Iv’ noticed many beginner are approaching songs too “one dimensional”,
too much in a sequence of notes, trying to learn the EXACT notes that are being played from the beginning, trying to learn more
Many learn it it “bar by bar”…and end up knowing about 20 intros of songs but they can not accompany a single complete song if they were asked.
I was like that Here’s what I learned here
When I learn a song; I work my way up from the bottom, in layers
first I see that I get the main structure…
What are the main building blocks?
Then I make up the chords for each of these sections and learn to play it through, just jamming the main chords in the first easy strumming pattern I play on auto pilot and see if it fits the vibe of the song. I notice which chords are common in the song, which only occur in choruses or bridges and make them the part that makes them stand out. Yet I simplify and use simple major and minor chords here. Just that. Using major and minor chords on the right places is enough to be the “meat and potatoes” of your song.
Sure, these blocks are placed in a certain order and they make up the song
A chorus or verse less wouldn’t harm the song but the basic structure is the basics.
It will still sound like the song, as long as your main blocks are built correctly.
Forget single notes for now; RHYTHM IS KING!
Focus on the rhythm, the flow, make sure your chords follow each other nicely when playing it though. When quick chord changes occor, you can even omit a hard change, knowing you can implement it later when the rest is going on auto pilot.
If you get which chords go in which block; you can rearrange the main structure as you please. note that I don’t play the lead lines yet; I just work through the chords. If I don’t feel like learning the solo; I can improvise my own picking over the chords. I KNOW the chords for the solo so I will never be lost…
You can play a whole song and don’t even have to memorize any leads yet. A song won’t fail if you let out a solo and improvise something. It WILL fail if you stumble upon things you can not do yet. the level below is always the failsafe. Feel comfortable to drop to it when necessary; peopel won’t even notice…
Simplify <-> embellish
Then I work myself up some more and try to figure out (or create my own) picking patterns and lead lines. If I forget or decide to play them in a certain fashion; I can always drop down a level for that block… as I know the chords. don’t be afraid to simplify strumming patterns. As long as the main rhythm is right, don’t focus on copy’ing strumming patterns or pickign patterns to much. Keep the flow steady and as long as that works, you make it as complex or basic as you want
When you’re able to do this, You can play your song through and you make it sound quite “real” already.
- Simplify where needed (a solo can be replaced with just the chord progression that is played under the solo.

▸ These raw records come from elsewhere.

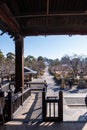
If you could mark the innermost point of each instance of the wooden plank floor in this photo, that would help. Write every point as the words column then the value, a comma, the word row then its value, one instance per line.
column 29, row 118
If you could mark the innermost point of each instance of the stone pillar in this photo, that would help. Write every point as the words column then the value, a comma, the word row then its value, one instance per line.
column 19, row 64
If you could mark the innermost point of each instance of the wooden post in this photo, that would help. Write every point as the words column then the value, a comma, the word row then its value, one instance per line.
column 19, row 64
column 9, row 105
column 60, row 108
column 43, row 105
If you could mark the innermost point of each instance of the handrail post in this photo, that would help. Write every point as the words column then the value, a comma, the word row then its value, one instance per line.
column 60, row 108
column 43, row 105
column 9, row 105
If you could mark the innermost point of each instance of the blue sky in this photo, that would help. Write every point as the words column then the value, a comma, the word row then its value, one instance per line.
column 47, row 46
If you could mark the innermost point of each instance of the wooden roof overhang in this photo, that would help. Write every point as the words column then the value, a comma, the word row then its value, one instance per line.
column 43, row 17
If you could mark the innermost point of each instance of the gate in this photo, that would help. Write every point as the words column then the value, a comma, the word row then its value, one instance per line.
column 52, row 107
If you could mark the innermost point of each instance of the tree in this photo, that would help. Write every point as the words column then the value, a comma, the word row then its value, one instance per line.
column 1, row 55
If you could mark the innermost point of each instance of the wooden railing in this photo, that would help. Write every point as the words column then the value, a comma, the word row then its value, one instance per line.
column 52, row 107
column 14, row 101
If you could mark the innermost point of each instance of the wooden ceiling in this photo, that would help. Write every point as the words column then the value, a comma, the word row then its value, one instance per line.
column 43, row 17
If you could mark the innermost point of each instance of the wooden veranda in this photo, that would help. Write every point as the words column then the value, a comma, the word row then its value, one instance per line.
column 40, row 17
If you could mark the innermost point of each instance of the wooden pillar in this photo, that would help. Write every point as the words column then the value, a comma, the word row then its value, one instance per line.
column 19, row 64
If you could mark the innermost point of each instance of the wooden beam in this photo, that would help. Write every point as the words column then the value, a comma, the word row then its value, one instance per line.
column 19, row 64
column 47, row 7
column 54, row 14
column 7, row 17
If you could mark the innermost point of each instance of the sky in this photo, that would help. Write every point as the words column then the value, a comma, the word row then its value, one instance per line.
column 47, row 46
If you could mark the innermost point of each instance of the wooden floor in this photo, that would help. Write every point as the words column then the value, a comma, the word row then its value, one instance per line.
column 29, row 118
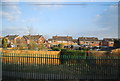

- Embellish where there is room. If you want to spice up a basic chord progression, add Sus variations, try changing between regular and 7 or 9 chords … You are still playing rhythm but you create a melody within rhythm. Still not doing a solo and yet the listerener has the room to listen to your embellishments.
Play these songs a lot of course; and play a handful of different songs instead of just one
It’s beter to know 5 songs in a basic structure than 1 for 60% and then just stop playing in the middle of the solo. Play a lot; work on multiple songs, reprise what needs attention. The songs will be pretty basic in the beginning but on day 3 or 4 you will be adding layers to your first songs while you learn some extra, new songs on the basic level that day.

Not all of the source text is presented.